Derin Nefes

464 33 7
                                    

Koşuyordum.

Nefesim tükenmiş, ciğerlerim solmaya yüz tutmuştu ama koşuyordum. Yıllar boyuca bir çok spora ev sahipliği yapmış vücudum, artık isyan ediyordu.

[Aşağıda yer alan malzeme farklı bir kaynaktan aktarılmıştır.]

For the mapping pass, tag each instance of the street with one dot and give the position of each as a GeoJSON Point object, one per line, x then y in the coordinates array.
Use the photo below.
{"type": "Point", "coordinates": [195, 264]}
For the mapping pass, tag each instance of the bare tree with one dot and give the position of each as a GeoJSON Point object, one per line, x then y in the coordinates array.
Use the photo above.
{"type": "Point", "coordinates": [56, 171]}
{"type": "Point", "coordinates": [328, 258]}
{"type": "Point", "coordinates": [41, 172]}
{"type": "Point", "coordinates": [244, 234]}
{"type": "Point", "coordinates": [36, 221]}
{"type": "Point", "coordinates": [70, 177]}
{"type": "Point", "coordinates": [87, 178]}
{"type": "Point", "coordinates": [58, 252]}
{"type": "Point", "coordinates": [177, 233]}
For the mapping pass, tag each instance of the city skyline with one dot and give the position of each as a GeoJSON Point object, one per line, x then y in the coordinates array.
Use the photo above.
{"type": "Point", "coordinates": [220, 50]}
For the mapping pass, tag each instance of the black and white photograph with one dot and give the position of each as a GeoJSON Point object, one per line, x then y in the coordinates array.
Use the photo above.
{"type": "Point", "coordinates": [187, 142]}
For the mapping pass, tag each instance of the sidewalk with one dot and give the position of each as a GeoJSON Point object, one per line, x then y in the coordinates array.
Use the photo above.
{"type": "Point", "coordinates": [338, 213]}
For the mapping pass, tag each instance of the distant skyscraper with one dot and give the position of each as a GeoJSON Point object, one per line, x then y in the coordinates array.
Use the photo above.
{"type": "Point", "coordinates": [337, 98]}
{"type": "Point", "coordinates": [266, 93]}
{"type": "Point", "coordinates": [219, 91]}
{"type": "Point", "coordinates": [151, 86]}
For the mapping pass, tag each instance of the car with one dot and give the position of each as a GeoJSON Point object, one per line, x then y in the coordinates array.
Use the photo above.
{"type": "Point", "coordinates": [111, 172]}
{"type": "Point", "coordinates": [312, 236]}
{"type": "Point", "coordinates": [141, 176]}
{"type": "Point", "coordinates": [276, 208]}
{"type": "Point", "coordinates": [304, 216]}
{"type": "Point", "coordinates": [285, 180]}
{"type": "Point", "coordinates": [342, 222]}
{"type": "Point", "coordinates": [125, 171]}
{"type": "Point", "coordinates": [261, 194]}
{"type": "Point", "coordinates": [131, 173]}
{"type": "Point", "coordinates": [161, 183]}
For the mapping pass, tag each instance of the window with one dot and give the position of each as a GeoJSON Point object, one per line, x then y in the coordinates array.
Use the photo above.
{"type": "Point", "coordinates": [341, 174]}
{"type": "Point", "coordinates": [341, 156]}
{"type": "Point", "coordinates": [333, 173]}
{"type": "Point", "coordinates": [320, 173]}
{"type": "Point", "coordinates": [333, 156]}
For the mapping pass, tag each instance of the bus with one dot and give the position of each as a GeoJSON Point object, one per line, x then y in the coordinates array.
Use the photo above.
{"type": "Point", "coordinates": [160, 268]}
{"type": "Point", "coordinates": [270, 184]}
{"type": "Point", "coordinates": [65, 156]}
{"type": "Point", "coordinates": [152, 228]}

Yanımdan hızla geçen gri duvarlar ileride sona eriyordu. Düzensiz nefeslerim ile sarsılan vücudum nedeniyle sabit bir yere bakamıyordum. Gözlerimi kıstım. Yanındaki soluk renkleri beton yığınlarına inat, ay ışığında yeşilliğini vurguluyan çimlerin oluşturduğu bir açıklık vardı.

Lanet olsun, oraya çıkarsam asla kurtulamazdım. Ayaklarımı ileriye itmeye olan dikkatimi etrafıma yönlendirdim. Boyları asla birbirlerinin aynı olmayan evler dizisi geçit vermiyordu, arkamdaki tehlikeyi göze alırsak açıklık tek ölüm seçeneğimdi.

Etrafa iyice bakmaya çalıştım; bir ara sokak, arasına girebileceğim küçük bir çıkıntı ? Tanrım, bu yabancı sokakları nasıl gelmiştim ben ? Nasıl gelebilmiştim ?

Önüme döndüğümde ise geç kaldığımı anladım, açıklığa varmıştım bile. Tehlikenin boyutunu öğrenmek için omzumdan arkaya bakmaya çalıştım. Bunu yaparken ölümüne koşuş tempomu azıcık düşürmem, gecenin ayazında yanan vücudumun tekrar haykırmasına sebep oldu.

Dişlerimi sıktım. Açıklık boyunca yalpalayarak koşarken yerimden zıplamamın nedeni gür bir 'Dur' sesiydi.

"Dur, dedim sana."

Kaslarımın titremesi bu sefer korkudandı. Elimi, terden sırılsıklam olan alnıma götürdüm. Bir kez daha önüme odaklanmaya çalıştım. Ağaçların bulanık görüntülerini son anda seçebilmiştim.

Kurtuluş.

Arkamdan kopan gürültülü çığlığı duymadan önce belimdeki soğukluğu hissettim. Buraya kadardı. Şu an bulunduğum nokta, direncimi aşıyordu. İpler elimden gitmişti. Şu anda bedenimi yöneten belli bir şey yoktu. Hala koşuyor muydum ? Çevremdeki tuval üzerine gelişi güzel atılmış boyalar gibi duran bulanık renklere iyi bir açıklama olurdu.

Yanağım ıslak çimenle buluştuğunda şaşırdım. Yarı kapalı gözlerimin önünde bu sefer net bir görüntü oluştu. Görebildiğim ise, uzun ve parlak çimendi.

Ne oluyordu ? Birisi tüm düşüncelerimi eline almış ve ardından tüm gücüyle yere atarak parçalanmasını sağlamış gibi hissediyordum. Bir çok parçaya bölünmüş düşüncelerimi saçıldıkları yerden alıp toplayamıyor, birleştiremiyordum. Bulunduğum durumu anlayamıyordum.

Siyah, parlak ayakkabılar görüş alanıma girmeden hemen önce, inleyecek bir vakit bulabilmiştim.

Siyah pantolon yavaşça ayakkabıların üzerini örteken, görebildiğim tüm çimenlerin önüne geçebilecek kadar yakınımda olan pantolonun sardığı bacaklar, birinin yanıma oturmuş olduğunu anlayabileceğim bir konuma geldi.

Her şeye rağmen, boynuma konulan parmakları hissettim. Ve bedenimde soğuk bir iz bırakarak hızla çekilişini. Tekrar ayağa kalktığını gösteren bir hareketin ardından, ne yazık ki, o acı çığlık bu sefer kulaklarımın dayanamayacağı kadar yakınımda patladı.